Binge Drinking Dangers

3. Binge-Drinking: The Real Danger

As Grisel warns, alcohol is highly dangerous at an age where the brain is still developing. In fact, she estimates that the human brain does not fully mature until the age of 25. Furthermore, alcohol acts on many parts of the brain – endorphins, dopamine, glutamate and GABA (the two primary excitatory and inhibitory neurotransmitters), and many ion channels (electrically-charged ions that carry information to brain cells). In other words, it can cause havoc. Underage binge-drinking (when alcohol is being consumed before the brain matures, like an adolescent’s teens, and in very large quantities) will seriously affect the dopamine pathway, and it creates the worst possible pattern of drinking for future disposition to alcoholism.

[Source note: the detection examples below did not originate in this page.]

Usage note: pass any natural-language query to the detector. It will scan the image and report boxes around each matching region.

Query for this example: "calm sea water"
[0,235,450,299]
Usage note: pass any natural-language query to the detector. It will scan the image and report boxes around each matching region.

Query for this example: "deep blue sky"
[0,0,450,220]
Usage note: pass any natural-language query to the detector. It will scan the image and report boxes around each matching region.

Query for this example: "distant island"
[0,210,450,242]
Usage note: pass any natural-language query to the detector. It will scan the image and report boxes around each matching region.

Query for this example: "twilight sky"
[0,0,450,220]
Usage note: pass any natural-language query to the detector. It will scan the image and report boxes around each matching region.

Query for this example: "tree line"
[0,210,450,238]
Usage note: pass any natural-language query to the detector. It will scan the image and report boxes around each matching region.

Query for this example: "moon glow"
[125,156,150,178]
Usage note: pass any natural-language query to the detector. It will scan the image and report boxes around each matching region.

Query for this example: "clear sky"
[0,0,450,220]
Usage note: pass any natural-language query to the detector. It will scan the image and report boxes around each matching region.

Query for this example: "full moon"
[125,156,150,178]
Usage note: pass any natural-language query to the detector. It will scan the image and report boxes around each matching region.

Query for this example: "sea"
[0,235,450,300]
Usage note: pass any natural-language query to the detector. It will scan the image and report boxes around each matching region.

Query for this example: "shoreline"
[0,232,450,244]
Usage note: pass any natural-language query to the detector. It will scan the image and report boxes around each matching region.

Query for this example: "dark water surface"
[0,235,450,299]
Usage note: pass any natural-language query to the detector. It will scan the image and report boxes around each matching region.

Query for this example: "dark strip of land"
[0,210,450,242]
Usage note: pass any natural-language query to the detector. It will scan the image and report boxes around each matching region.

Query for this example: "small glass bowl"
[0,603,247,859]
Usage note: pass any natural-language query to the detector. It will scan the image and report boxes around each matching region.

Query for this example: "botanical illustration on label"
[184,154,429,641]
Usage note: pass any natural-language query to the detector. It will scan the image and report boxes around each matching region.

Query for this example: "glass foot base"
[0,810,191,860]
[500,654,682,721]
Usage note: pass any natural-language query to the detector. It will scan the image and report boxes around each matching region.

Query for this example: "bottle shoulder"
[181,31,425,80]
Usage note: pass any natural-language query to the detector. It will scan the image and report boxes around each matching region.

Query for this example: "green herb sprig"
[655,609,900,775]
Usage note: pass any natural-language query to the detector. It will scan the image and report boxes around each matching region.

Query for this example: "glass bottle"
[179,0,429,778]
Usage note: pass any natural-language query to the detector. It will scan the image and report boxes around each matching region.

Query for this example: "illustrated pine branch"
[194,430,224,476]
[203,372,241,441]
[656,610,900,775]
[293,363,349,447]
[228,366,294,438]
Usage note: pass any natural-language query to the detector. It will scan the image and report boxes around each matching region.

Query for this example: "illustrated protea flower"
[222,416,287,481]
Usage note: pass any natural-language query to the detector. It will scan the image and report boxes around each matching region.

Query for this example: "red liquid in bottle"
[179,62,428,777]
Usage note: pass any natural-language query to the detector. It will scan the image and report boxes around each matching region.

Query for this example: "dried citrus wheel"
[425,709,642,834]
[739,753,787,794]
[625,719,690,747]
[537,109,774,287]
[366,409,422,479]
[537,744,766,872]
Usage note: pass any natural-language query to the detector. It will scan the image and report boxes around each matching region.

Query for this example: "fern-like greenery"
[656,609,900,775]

4. Opiate Addiction & The Use of Methadone

With the news announced this week that the life expectancy rate in the U.S. has risen for the first time in years – proof indeed that the fight against the opioid epidemic is finally, if slowly, being won, opiates obviously feature heavily in Grisel’s book.  She writes that opiates make the user feel like they are not suffering at all – that they are totally healthy and content. This is the reason that they are so attractive as drugs for abuse because most people don’t feel that things are perfectly fine the way they are. In this respect, opiates become the “perfect antidote to suffering of any kind.” The issue of addiction arises because, as suffering is reduced, a sense of euphoria increases. Remember the “A & B” process? Our brains respond to this euphoria by adapting – it works to lessen the euphoria. The result is the euphoria quickly becomes lost, leaving the user feeling miserable. Take away the opiates entirely, and the user feels “full of suffering – much more suffering than… [the user had] to begin with. So the brain produces its own type of suffering.” With regard to the use of methadone, it is simply a substitute addiction – “It’s cheap, it lasts a long time, and it makes the user not withdraw.” However, it in no way solves the problem or treats the addiction. What is worse is that “for those users – especially if they’re young – it’s even harder to get off of methadone than it is to get off of, say, heroin, because it lasts [for] such a long time.”

Ultimately, you can’t avoid yourself. It didn’t matter how high I got, I was stuck with myself. I think we’re soon going to get to that point as a society, and then we might finally have our moment of truth.”